別の言葉では、私が想定する「金融界のブラックホール」の内部で、「人々の恐怖心」が「ブラックスワン」を生み出したものと感じている。そして、その後の「量的緩和(QE)」については、「デリバティブの大膨張」によって創られた「大量のマネー」が、世界全体に広がる状況を表しており、この結果として発生した現象が、「過剰な債務」と「過大な景気刺激」だったものと考えている。
つまり、「世界的な超低金利状態」が生み出され、「人々が、こぞって、竜宮城のような生活を送った状況」のことだが、現在では、「マイナス金利の悪影響」が、さまざまな分野で発生しているものと思われるのである。
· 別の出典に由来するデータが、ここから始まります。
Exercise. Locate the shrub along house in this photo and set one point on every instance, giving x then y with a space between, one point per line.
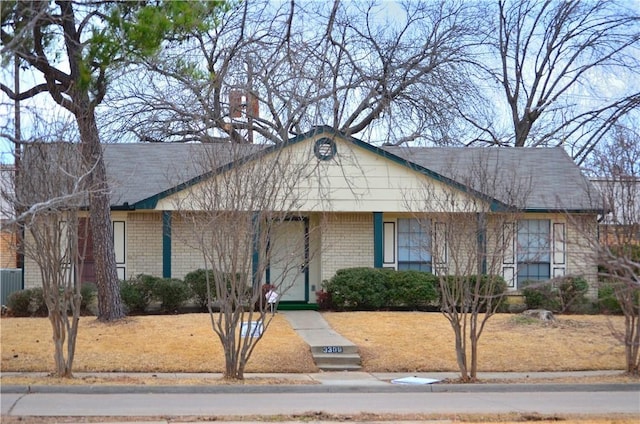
525 214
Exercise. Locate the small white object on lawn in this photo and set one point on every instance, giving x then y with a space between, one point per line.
414 380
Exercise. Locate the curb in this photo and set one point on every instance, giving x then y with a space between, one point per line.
343 388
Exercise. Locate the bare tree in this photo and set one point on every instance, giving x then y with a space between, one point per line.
358 67
617 166
49 198
76 47
568 71
468 231
245 222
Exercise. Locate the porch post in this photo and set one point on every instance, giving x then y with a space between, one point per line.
378 240
255 279
166 244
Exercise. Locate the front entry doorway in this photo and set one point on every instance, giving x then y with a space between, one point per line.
288 265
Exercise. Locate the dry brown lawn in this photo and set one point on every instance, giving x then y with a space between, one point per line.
402 342
388 342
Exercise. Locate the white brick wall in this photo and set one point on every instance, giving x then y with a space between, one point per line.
144 244
347 241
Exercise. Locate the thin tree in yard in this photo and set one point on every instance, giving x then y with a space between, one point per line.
565 71
76 48
617 166
50 196
242 221
466 245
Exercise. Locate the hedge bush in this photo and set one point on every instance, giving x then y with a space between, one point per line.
138 292
27 303
197 282
607 300
171 292
88 291
565 295
376 288
411 289
358 289
491 288
19 302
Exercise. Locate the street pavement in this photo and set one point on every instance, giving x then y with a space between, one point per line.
322 393
328 393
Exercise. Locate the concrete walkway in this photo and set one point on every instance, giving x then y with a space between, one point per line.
314 330
330 350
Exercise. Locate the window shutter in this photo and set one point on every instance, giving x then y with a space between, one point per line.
509 256
558 243
440 248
具体的には、最初に、「地球環境の悪化」であり、この点が、今回、「グリーンスワン」という言葉で説明されているようだが、実際には、「超低金利状態の蓋」が継続不能になった結果、「金融界のブラックホールが、ホワイトホールに変化した状況」を表しているようにも感じられるのである。
つまり、「政府の思惑」としては、「金融システムの崩壊」を防ぐために、「ありとあらゆる手段を使い、現在の、超低金利状態を維持すること」でもあったが、現在では、さまざまな副作用を生み出していることも見て取れるのである。具体的には、「民間金融機関」、そして、「民間企業や個人」の「疲弊」のことだが、実際のところ、「マイナス金利」が意味することは「政府が、国民から資金を搾取すること」とも言えるのである。
別の言葉では、「国民の預金を借りて、国債を買い上げる方法」だけではなく、「マイナス金利の実施」により、「国民から、金利を受け取る方法」までもが実施されたのである。しかも、「金融界のブラックホール」の中では、「すべてが闇の中」というような状況でもあったが、今回の「グリーンスワン」については、英語の「グリーンライト(青信号)」が意味するように、「闇の中に隠れていた部分が、すべて表に出始めるサイン」のようにも感じている。